Controllable Image Captioning via Prompting
- URL: http://arxiv.org/abs/2212.01803v1
- Date: Sun, 4 Dec 2022 11:59:31 GMT
- Title: Controllable Image Captioning via Prompting
- Authors: Ning Wang, Jiahao Xie, Jihao Wu, Mingbo Jia, Linlin Li
- Abstract summary: We show that a unified model is qualified to perform well in diverse domains and freely switch among multiple styles.
To be specific, we design a set of prompts to fine-tune the pre-trained image captioner.
In the inference stage, our model is able to generate desired stylized captions by choosing the corresponding prompts.
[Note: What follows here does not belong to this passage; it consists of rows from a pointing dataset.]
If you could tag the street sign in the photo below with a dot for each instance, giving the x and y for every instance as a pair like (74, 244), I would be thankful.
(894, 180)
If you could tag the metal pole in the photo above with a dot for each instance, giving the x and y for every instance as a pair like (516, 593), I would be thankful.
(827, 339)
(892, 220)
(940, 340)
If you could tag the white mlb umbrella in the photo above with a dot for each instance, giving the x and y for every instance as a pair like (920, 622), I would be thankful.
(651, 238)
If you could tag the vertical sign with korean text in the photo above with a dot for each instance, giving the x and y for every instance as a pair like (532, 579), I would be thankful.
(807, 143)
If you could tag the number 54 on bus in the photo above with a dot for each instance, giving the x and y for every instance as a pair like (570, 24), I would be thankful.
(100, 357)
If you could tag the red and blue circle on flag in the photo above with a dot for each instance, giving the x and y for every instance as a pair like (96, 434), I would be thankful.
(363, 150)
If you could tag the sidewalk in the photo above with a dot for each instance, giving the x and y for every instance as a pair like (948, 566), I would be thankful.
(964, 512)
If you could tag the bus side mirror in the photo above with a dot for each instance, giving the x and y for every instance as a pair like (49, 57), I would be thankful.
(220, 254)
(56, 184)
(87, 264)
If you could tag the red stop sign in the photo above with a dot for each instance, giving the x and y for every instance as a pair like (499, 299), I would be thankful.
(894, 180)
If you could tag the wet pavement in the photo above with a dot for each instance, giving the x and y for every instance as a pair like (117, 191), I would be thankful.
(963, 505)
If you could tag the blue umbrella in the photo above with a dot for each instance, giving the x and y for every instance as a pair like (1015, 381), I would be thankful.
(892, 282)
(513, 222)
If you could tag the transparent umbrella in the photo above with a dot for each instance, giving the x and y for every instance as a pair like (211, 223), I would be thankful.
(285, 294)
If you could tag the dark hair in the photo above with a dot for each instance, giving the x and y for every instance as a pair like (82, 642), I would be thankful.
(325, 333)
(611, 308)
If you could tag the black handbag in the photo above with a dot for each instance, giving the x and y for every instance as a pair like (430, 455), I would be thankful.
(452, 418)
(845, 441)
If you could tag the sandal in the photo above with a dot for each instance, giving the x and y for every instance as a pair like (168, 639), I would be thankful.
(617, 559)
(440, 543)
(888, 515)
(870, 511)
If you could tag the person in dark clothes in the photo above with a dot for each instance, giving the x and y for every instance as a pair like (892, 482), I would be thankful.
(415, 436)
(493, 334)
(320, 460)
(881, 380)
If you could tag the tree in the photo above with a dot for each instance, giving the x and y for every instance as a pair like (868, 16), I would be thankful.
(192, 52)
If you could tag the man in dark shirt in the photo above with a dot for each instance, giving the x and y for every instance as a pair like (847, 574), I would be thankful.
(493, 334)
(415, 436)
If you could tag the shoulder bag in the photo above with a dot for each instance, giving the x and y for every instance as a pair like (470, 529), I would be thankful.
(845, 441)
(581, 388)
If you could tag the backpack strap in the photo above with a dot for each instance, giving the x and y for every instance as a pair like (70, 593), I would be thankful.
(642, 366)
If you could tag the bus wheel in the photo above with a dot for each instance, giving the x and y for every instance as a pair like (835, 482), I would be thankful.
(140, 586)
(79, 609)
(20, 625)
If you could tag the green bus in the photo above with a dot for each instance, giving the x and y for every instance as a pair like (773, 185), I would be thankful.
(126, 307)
- Score: 9.935191668056463
- License: http://creativecommons.org/licenses/by/4.0/
- Abstract: Despite the remarkable progress of image captioning, existing captioners
typically lack the controllable capability to generate desired image captions,
e.g., describing the image in a rough or detailed manner, in a factual or
emotional view, etc. In this paper, we show that a unified model is qualified
to perform well in diverse domains and freely switch among multiple styles.
Such a controllable capability is achieved by embedding the prompt learning
into the image captioning framework. To be specific, we design a set of prompts
to fine-tune the pre-trained image captioner. These prompts allow the model to
absorb stylized data from different domains for joint training, without
performance degradation in each domain. Furthermore, we optimize the prompts
with learnable vectors in the continuous word embedding space, avoiding the
heuristic prompt engineering and meanwhile exhibiting superior performance. In
the inference stage, our model is able to generate desired stylized captions by
choosing the corresponding prompts. Extensive experiments verify the
controllable capability of the proposed method. Notably, we achieve outstanding
performance on two diverse image captioning benchmarks including COCO Karpathy
split and TextCaps using a unified model.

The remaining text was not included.